New Every Woman Every Child Global Strategy Progress Report
A new report launched by Every Woman Every Child (EWEC) alongside the High-Level Political Forum (HLPF) on Sustainable Development in New York on July 18 underscores that, progress for women’s, children’s and adolescents’ health—while tremendous—remains partial and fragile. “Progress in Partnership”—the first progress report on the EWEC Global Strategy for Women’s, Children’s and Adolescents’ Health – provides a comprehensive snapshot of women’s, children’s and adolescents’ health and wellbeing across the Sustainable Development Goals (SDGs), highlighting linkages across sectors and the power of partnership to deliver on a sustainable, inclusive and integrated development agenda.
Drawing on the latest available country data on the 60 indicators of the EWEC Global Strategy, 34 of which come directly from the SDGs and an additional 26 taken from existing indexes and processes, “Progress in Partnership” leverages the WHO’s Global Health Observatory to showcase country progress. Additionally, the report highlights self-reported progress from 72% of our 134 non-governmental commitments to the EWEC Global Strategy, who were included in this 2015-2016 reporting cycle. In total, the report notes that 215 commitments by 212 commitment makers have been made to the EWEC Global Strategy since its launch in 2015, totaling nearly $30 billion and reaching an estimated 273 million women, children and adolescents with life-saving and life-changing services and supplies. A summary of progress made against each of the 96 commitments made by non-government stakeholders is also available on their individual commitment pages on the EWEC website here.
Just more than one year into the implementation of the SDGs and the EWEC Global Strategy, “Progress in Partnership” helps to set a baseline and highlights critical issues in a time of complex development challenges, including historic conflict, humanitarian crisis and migration, as well as shifting political agendas. It presents that such challenges require collective, cross-sectoral efforts, ambition, innovation and a keen focus on equity to ensure access to quality care, services and rights in all settings.
Launched alongside the HLPF, the session served to elevate discussions beyond the Forum’s thematic and national reviews to highlight interlinkages across the SDGs – including SDGs 1, 2, 3, 5 and 17, which were being reviewed. Throughout the event, speakers noted the importance of EWEC as a multi-stakeholder partnership to facilitate cross-sectoral action in support of government efforts to deliver on the SDGs.

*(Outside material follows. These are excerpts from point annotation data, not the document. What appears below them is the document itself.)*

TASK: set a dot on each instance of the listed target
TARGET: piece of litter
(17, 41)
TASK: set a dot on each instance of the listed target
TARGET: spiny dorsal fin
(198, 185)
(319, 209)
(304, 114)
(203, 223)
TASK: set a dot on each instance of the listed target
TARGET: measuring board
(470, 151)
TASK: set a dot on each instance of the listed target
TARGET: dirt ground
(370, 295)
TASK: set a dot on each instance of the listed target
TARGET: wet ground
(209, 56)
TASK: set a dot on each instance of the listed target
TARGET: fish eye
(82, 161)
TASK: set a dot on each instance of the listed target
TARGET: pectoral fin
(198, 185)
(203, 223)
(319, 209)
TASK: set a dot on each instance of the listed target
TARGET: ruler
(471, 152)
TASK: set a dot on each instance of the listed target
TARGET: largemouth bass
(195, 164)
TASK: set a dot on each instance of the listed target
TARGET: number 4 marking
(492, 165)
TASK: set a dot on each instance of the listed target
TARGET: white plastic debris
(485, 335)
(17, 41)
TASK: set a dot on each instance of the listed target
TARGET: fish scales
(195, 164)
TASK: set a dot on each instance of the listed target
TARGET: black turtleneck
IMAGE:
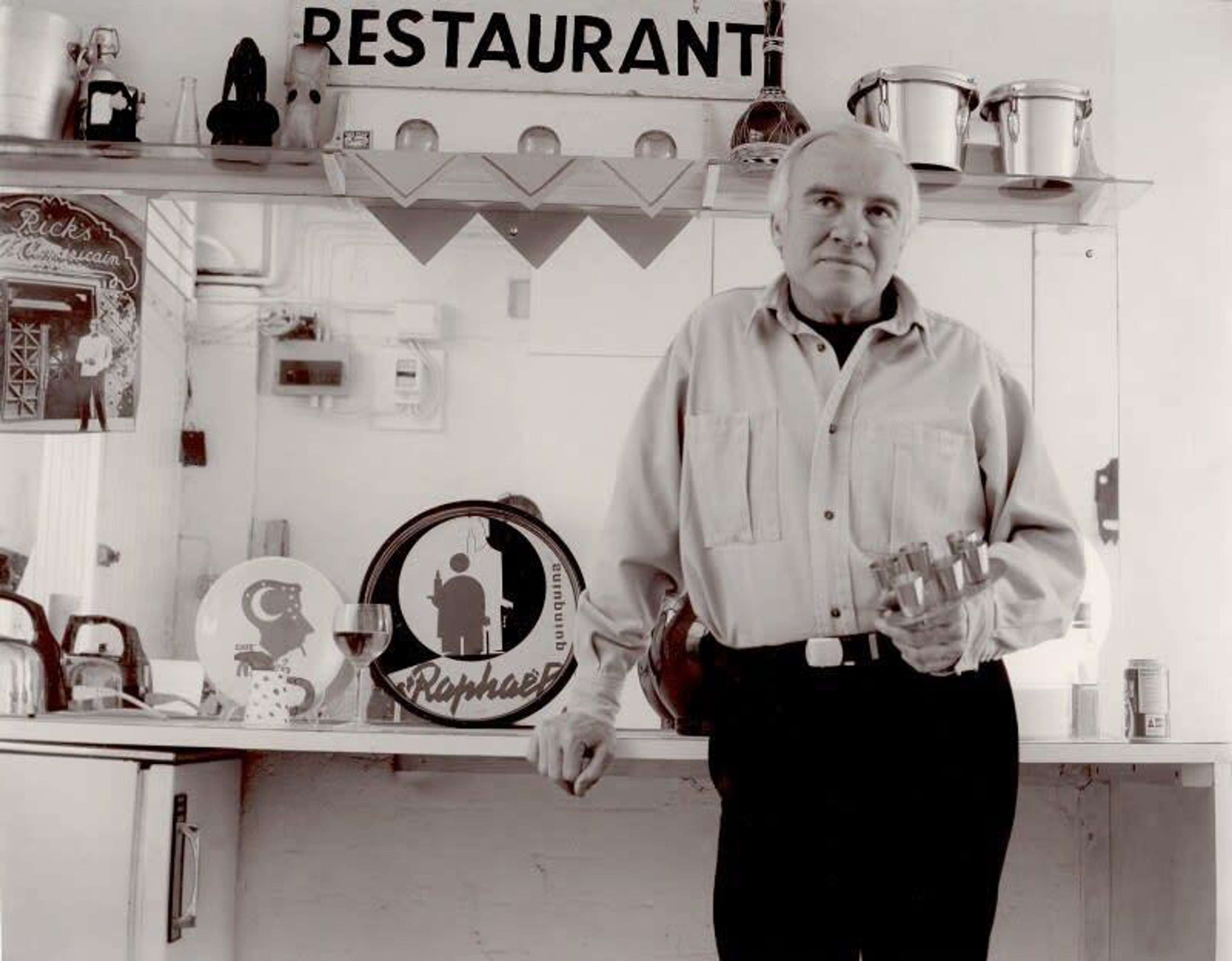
(843, 337)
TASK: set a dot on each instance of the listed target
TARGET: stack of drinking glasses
(921, 586)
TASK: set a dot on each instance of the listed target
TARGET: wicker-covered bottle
(770, 123)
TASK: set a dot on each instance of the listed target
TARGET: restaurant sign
(673, 48)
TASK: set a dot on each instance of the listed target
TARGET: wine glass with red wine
(362, 632)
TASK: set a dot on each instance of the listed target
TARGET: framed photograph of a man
(71, 283)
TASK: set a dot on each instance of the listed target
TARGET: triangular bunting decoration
(535, 236)
(642, 238)
(529, 179)
(651, 180)
(405, 174)
(423, 232)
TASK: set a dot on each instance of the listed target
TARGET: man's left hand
(936, 644)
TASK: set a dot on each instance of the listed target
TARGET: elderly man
(789, 438)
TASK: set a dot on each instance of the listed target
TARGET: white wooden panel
(979, 275)
(592, 299)
(67, 828)
(23, 459)
(212, 793)
(141, 482)
(63, 555)
(1076, 405)
(1093, 831)
(745, 254)
(1163, 873)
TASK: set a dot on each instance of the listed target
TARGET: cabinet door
(211, 807)
(66, 857)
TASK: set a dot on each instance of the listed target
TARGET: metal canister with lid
(924, 109)
(1146, 700)
(1041, 125)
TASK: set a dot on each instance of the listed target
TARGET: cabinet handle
(193, 836)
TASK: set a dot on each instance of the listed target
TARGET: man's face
(844, 228)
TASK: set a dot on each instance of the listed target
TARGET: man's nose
(849, 227)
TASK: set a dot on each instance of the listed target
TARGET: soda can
(1146, 700)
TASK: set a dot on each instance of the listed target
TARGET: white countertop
(123, 731)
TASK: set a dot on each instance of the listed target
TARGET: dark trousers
(92, 389)
(865, 810)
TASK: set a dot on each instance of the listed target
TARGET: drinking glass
(362, 632)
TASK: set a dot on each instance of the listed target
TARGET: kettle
(31, 673)
(124, 668)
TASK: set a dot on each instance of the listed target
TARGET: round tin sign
(483, 596)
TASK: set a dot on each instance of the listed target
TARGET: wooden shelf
(475, 182)
(658, 746)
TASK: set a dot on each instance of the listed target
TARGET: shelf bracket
(710, 194)
(1094, 207)
(334, 174)
(1108, 509)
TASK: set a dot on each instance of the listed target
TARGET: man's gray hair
(780, 184)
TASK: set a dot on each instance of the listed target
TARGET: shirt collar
(773, 307)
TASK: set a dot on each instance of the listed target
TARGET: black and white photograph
(71, 278)
(615, 481)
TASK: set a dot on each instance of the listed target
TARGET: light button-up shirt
(762, 480)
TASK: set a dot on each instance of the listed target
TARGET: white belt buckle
(824, 652)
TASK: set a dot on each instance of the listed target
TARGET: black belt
(865, 650)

In written remarks delivered on her behalf, the UN Deputy Secretary-General, Ms. Amina Mohammed, noted:
“We have the tools and the knowledge to take on persistent challenges and create a better, more just and prosperous future for all. But moving from resolve to universal success will require collaboration, smart investments, innovation and ambition,” she said, adding that women, children and adolescents—particularly girls—are the change makers who will drive the Sustainable Development Goals forward and transform not only their communities but our world.”
Other speakers at the event included:
- Mr. Michel Sidibé, Executive Director, UNAIDS, as Chair of the H6
- Dr. Tedros Adhanom Ghebreyesus, Director-General, World Health Organization, on behalf of the H6
- H.E. Dr. Jaime Burrows, Vice-Minister of Public Health, Government of Chile
- H.E. Mr. Saber Chowdhury, MP, President, IPU & member of the HLSG for EWEC
- Ms. Bayan Sa’adeh, a young leader from Jordan
- Mr. Kul Gautam, Co-Chair, Independent Accountability Panel for EWEC
- Ms. Helga Fogstad, Executive Director, PMNCH, who moderated the panel discussion
“Progress in Partnership” was developed by the Partnership for Maternal Newborn and Child Health, with guidance from the Executive Office of the UN Secretary-General and technical contributions from the H6 partners (UNAIDS, UNICEF, UNFPA, UN Women, the World Bank and WHO) and in close collaboration with other partners.